Enhancing Power System Resilience through Computational Optimization
- Author(s): Patsakis, Georgios
- Advisor(s): Oren, Shmuel
- et al.
In this dissertation we develop models, solution techniques, and derive policy implications for a number of important applications in improving power system resilience and flexibility: black start allocation and power system restoration, optimal islanding, stochastic unit commitment and flexible wind dispatch. The models we employ are predominantly mixed integer programs (MIPs), i.e. optimization problems in which some of the variables must take integer values. These problems are NP-hard in general, so there is no guarantee that we will be able to obtain solutions within acceptable time and accuracy as the scale of the problem increases. For that reason, we also develop or utilize specialized computational techniques, which broadly fall into one of the following categories: decomposition algorithms that exploit the problem structure (sparsity), reformulations of the problem constraints, and customized heuristics.
We start by exploring the problem of restoring the normal operation of the power system after a blackout. The restoration of the system builds around specific units with the ability to start autonomously (black start units). We formulate a planning problem for deciding the allocation of these units on the grid - black start allocation (BSA) - in an optimal way, while simultaneously optimizing over the possible restoration plans. We include, among others, considerations for thermal limits of lines, alleviating overvoltages, and constraints to model the startup curves of generators. Due to the size and complexity of the resulting MIP, commercial solvers are unable to tackle it directly. We construct a randomized heuristic based on linear programming relaxations of the optimization problem and an understanding of the underlying physics of the power grid to aid the solvers. The heuristic execution is parallelized and implemented on a high-performance computing environment. We are able to obtain solutions with optimality guarantees within reasonable times for test power systems with a few hundred buses.
We proceed to extract a substructure of the feasible region from any problem in power systems that employs reconfiguration of the physical topology (i.e. switching on/off of generators, branches, and buses): each energized island in the power system needs to contain at least one energized generator. We explore reformulations that describe the feasible region corresponding to this requirement. We employ two families of valid inequalities to strengthen the formulation, both exponential in size, but separable in polynomial time. We study polyhedral properties of the integer hull and the strength of some of these inequalities under simplifying assumptions. We proceed to conduct computational experiments for two problems in which the substructure appears: the optimal islanding problem and a simplified version of the BSA problem. We are able to observe significant computational benefits by using suitable reformulations for both problems. Finally, we describe an approach to obtain solutions with an optimality guarantee for a simplified model of BSA in a synthetic test case with 2000 nodes representative of Texas.
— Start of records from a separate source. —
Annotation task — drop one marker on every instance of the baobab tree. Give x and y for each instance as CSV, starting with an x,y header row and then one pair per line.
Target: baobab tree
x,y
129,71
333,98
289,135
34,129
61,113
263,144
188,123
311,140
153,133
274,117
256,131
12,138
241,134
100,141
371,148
We extend the modeling framework of the BSA problem to accommodate for uncertainty in the power outages. Specifically, we consider optimal allocations of the black start units over a number of scenarios of partial or total outages. These scenarios may also include irreparable damage caused to components of the system. The resulting stochastic mixed integer program exhibits sparsity, so we employ a decomposition algorithm by scenario to solve instances of the problem.
We then return to the optimal islanding problem to examine it in more detail. We observe that, despite the formulation improvements, the branch and cut algorithm is still fairly slow for an online application of that scale, which requires to act within seconds to prevent a cascaded outage of the system. For that reason, we propose a heuristic based on a reformulation of the optimization into a problem in graph theory. We utilize an algorithm to obtain heuristic solutions with high computational efficiency and good quality compared to state-of-the-art techniques.
To conclude this dissertation, we introduce a framework for evaluating the cost of priority dispatch for wind power. Renewable generation is commonly considered a must-take resource in power systems, despite the technical capabilities of current wind turbines to dispatch at levels lower than their available output. The cost of that policy compared to one that instead optimizes over the available wind output is evaluated for a reduced California system, by employing a two-stage stochastic program for stochastic unit commitment. A scenario decomposition algorithm for the resulting large-scale MIP, parallelized on a high-performance computing environment, enables us to obtain near optimal solutions and calculate the difference in cost between the two policies.